Remember a few weeks ago, when I wrote that the guilty pleas from Desiree Brown and Catherine Kissick were “just the start?” My sources told me then that things would be moving a bit more rapidly in the month of March, and we haven’t been disappointed.
Since then, Raymond Bowman, the former president of Taylor Bean & Whitaker entered a guilty plea in exchange for a deal with the prosecution for his testimony.
Today, news arrives that a fourth individual has been charged by the Securities and Exchange Commission, and this time it’s another Colonial Bank executive. Teresa Kelly of Ocoee, Florida was charged late yesterday for her role in what federal investigators have described as a $1.5 to $2.0 billion securities fraud scheme, and she promptly pleaded guilty before before U.S. District Judge Leonie M. Brinkema in Alexandria, Virginia.
More charges and more plea agreements are expected.
According to court documents, Kelly was deeply involved in one of the largest checking kiting schemes in the history of the planet. Hundreds and hundreds of millions of dollars were moved back and forth between accounts in an elaborate shell game that lasted from 2002 until TBW and Colonial both collapsed in early 2009.
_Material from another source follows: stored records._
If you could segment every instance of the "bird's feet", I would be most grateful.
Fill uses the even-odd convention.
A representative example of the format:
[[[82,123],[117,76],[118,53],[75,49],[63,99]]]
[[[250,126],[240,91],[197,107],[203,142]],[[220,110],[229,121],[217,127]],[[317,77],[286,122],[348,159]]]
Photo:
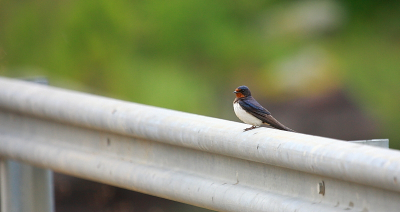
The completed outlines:
[[[243,132],[246,132],[246,131],[249,131],[249,130],[252,130],[252,129],[256,129],[256,128],[257,128],[257,126],[251,126],[249,128],[244,129]]]

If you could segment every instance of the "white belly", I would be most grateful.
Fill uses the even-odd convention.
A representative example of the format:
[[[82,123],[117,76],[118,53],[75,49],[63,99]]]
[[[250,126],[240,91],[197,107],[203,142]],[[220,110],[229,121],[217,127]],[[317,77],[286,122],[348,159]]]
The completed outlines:
[[[235,111],[236,116],[246,124],[251,124],[253,126],[260,126],[262,124],[260,119],[243,110],[239,103],[233,103],[233,110]]]

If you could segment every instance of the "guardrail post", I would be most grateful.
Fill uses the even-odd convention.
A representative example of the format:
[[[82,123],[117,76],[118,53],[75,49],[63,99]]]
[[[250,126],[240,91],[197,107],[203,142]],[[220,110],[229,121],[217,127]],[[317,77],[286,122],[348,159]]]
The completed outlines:
[[[13,160],[2,159],[1,211],[54,211],[53,173]]]

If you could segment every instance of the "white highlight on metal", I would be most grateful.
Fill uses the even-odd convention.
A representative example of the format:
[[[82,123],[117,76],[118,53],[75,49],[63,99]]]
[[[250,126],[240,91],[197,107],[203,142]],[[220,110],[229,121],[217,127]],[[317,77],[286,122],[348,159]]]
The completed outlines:
[[[219,211],[400,208],[399,151],[245,127],[0,77],[1,157]]]
[[[262,124],[260,119],[246,112],[237,102],[233,103],[233,110],[235,111],[236,116],[246,124],[251,124],[253,126],[260,126]]]

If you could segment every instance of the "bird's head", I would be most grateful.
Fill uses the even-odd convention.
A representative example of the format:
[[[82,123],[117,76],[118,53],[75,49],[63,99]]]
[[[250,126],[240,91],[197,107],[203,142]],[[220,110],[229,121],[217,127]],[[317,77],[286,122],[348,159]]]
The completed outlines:
[[[239,86],[233,93],[236,94],[237,98],[251,96],[250,89],[245,85]]]

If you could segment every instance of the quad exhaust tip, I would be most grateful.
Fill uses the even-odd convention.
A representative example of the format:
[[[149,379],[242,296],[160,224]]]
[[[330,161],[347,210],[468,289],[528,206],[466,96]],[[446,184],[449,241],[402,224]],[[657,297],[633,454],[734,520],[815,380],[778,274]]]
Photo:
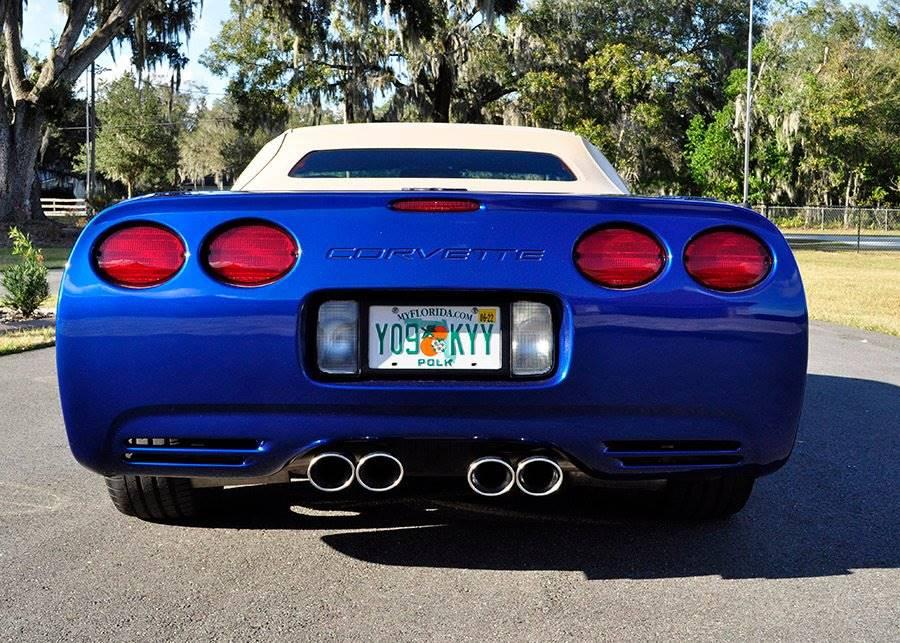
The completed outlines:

Also this week, Lee Farkas, the former CEO of TBW asked the court to continue his trial, requesting a delay from the April 4 start date to late May or early June. Judge Brinkema is expected to rule on that request by tomorrow.
It is broadly believed that federal investigators want the hide of former Colonial CEO and current Auburn University Trustee, Bobby Lowder. The feds are motivated in part by the fact that, while the TARP fraud schemes have produced some results in gaining convictions or guilty pleas, no “top level” executives or CEO’s have been snagged. There is political pressure on DOJ to get a “splashy” conviction. Colonial BancGroup, at the height of its power and prestige, was a $26 billion, multi-state bank holding company with tentacles in Alabama, Florida, Georgia and Nevada. When it failed in summer of 2009, it was the largest failure of the year and the sixth largest in US history.
That’s a pretty big splash.
Exit question: Indicting, trying and convicting a once-mighty bank CEO is a RealBigDeal© right? But would the feds also go after the bank’s board of directors? Are they culpable?